Although I'm American, I also find the name Samuel Scheidt pretty funny. (We never pronounce the s-word like this composer's last name in the states.) Anyway, I remember hearing one of our local announcers say something to the effect of "And now for some music by Baroque composer Samuel Scheidt..." and my ears perked up. It never occured to me that he could be German...it very well could have been and English composer with a very unfortunate name.


----------



## bdelykleon (May 21, 2009)

This is a curious question, I think it is not the case to mention Biber, Buxtehude, Lully and Charpentier, because they were born arround 1640 and the case is about music composed from that time on. In my cd collection there are three great composers: Schütz, Louis Couperin and Cavalli, they are great composers but their work have a strage character, good, but for me at least they lack something, they sound too experimental, too unsure, too tentative. To me, the mid-baroque is an era of shaping of traditions and forms, much like will the era arround 1740 and 1770, and this may have an effect on the musical quality of that era. All compositions by the mentioned composers are in a certain mid way between the forms of the late-Renaissence, early-baroque and the late Baroque we all know, Cavalli's example is interesting because his operas are not quite in the declamatory way of Monteverdi, they clearly have arias and numbers, but all these numbers are in a tentative way, as if they were trying to find the better expression. The same can be said about Schütz, who makes the transition between Monteverdi's Catholic music writing and the Luteran cantatas of Bach and Telemann and Couperin prefiguring the keyboard works of the French masters.


----------



## periodinstrumentfan (Sep 11, 2008)

There's a good Cavalli opera on DVD by René Jacobs... La Calisto


----------



## periodinstrumentfan (Sep 11, 2008)

bdelykleon said:


> This is a curious question, I think it is not the case to mention Biber, Buxtehude, Lully and Charpentier, because they were born arround 1640 and the case is about music composed from that time on.


You're right... my bad


----------



## periodinstrumentfan (Sep 11, 2008)

But isn't this mid-Baroque period the flowering of the Improvisatory Style called Stylus Luxurian Theatralis aka Stylus Phantasticus ? 

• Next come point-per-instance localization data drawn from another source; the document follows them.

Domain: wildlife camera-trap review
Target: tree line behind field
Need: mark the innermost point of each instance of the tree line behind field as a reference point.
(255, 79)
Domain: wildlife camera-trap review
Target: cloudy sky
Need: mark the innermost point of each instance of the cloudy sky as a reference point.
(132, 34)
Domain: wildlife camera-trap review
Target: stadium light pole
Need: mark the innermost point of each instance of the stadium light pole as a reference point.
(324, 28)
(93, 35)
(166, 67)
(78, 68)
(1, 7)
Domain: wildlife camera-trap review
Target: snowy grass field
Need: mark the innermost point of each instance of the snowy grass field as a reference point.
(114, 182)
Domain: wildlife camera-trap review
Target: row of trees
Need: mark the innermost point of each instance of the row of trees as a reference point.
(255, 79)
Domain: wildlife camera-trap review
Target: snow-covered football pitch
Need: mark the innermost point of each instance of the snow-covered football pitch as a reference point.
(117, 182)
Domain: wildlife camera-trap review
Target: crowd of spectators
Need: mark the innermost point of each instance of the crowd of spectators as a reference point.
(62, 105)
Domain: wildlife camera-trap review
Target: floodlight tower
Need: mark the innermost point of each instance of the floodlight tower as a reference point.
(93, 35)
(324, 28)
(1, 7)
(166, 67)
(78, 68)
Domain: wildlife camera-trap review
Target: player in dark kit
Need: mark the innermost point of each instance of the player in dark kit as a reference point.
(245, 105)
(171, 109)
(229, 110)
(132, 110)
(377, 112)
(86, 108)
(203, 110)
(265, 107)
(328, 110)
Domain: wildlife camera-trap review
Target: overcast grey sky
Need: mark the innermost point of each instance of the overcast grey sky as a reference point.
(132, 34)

I think this period overlaps from the time the first violin sonatas were published by Italians in the early 1600s like Cima, *Pandolfi* 



 , Fontana and Castello to the time of Bach ? ... :-.

The 1st notes of the basso continuo and melody of Pandolfi's (1567 - 1636) sonata at 1:56 are so similar to Schmelzer's (c. 1620 - 1680) Sonata IV 



 as is the case with Biber's improvisatory pieces that it's so hard not to think them and their styles related and forget the relative dates when they were born and the dates of their output... :->

...anyway i'm just a novice at this thing...ahaha...


----------